As the Monitor advanced with two others, the minstrel turned and ran back the way he had come. Dumarest didn't move.

He lay, eyes closed, breathing shallowly; a man unconscious from a blow which had apparently crushed the back of his skull. He felt hands grip him, lift him; a soft humming as the Monitors carried him away from where he had fallen. Through slitted eyes he saw the overhead lights pass, the corridor narrow, the roof descend as his bearers moved to a lower level. Camolsaer would have known of what had happened in the ward; but the radio disturbance would prevent communication with the Monitors who carried him and they, obeying previous commands, would take him where he wanted to go.

Into the sealed, lower regions of the city. Into the heart of Camolsaer itself. He closed his eyes as the Monitors halted, sagging limp in their grasp; hearing the soft sigh of an opening door, feeling the touch of cold air. When next he looked he saw a pale blue luminescence which came from the walls, roof and floor; a shadowless glow he had seen before. A dozen yards and he was dropped on a bench. As he heard the pad of retreating feet, he turned his head and looked around.

He was in a small room, the sides lined with triple tiers of bunks. Two were occupied, one with a man, the other with a woman; both unconscious, neither dead. The woman stirred as he touched her, moaning, one hand lifting as if to protect herself. One side of her temple was bruised, the broken skin oozing blood. The man had been struck with something long and hard, the white of splintered bone showing at the angle of his jaw. When touched, he didn't move.

Victims of the pre-knelling, collected for later conversion as he had been himself. Dumarest tried to remember if the man was the one he had seen struck down, but couldn't be sure. There would be other rooms, or maybe the man had already been processed.

But he was not here to save the fallen.

The room had no door; only an arched opening which led to the wide passage outside. Dumarest stepped towards it, halting as he reached the opening. A Monitor stood outside.

It was very still; pale blue light bathing the metal of which it was constructed, blending with that of the wall so that the Monitor was almost invisible. Only the eyes, glowing ruby, could be clearly seen. The eyes and the paint which daubed the mask.

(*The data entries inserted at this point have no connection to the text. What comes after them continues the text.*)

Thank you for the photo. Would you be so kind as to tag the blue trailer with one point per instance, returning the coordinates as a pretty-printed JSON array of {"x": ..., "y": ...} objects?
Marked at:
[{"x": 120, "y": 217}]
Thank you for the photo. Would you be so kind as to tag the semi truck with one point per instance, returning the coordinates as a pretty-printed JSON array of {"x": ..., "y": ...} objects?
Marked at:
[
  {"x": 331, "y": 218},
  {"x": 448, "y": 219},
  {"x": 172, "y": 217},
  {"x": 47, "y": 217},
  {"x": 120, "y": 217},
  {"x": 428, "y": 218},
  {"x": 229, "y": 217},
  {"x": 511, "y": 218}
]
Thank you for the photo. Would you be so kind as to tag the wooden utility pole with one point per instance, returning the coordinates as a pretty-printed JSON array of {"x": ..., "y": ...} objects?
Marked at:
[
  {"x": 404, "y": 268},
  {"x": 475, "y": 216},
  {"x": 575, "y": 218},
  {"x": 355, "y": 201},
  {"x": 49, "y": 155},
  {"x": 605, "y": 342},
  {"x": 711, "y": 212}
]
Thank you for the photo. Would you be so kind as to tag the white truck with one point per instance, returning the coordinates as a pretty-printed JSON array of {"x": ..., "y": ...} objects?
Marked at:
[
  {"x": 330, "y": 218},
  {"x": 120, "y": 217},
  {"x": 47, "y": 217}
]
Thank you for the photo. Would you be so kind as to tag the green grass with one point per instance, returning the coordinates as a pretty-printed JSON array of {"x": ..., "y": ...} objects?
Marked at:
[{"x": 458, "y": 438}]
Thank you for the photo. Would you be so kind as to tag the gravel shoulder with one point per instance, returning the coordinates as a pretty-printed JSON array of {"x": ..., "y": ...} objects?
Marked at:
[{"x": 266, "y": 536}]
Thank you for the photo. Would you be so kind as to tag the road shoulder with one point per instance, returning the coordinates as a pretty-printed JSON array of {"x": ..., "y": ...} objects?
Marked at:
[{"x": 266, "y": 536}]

Red paint, yellow, fashioned to form a clown-like visage; the parody of mouth and nose. A pathetic attempt to regain lost humanity; proof positive of the residual awareness of the fragmented brain which had once known a different life.

Motionless, Dumarest studied it. The shape was obvious; trial and error over countless years had evolved the human frame into the most highly efficient general-purpose construction there was. To deviate from it would be to lose efficiency. And yet to slavishly copy it held complications.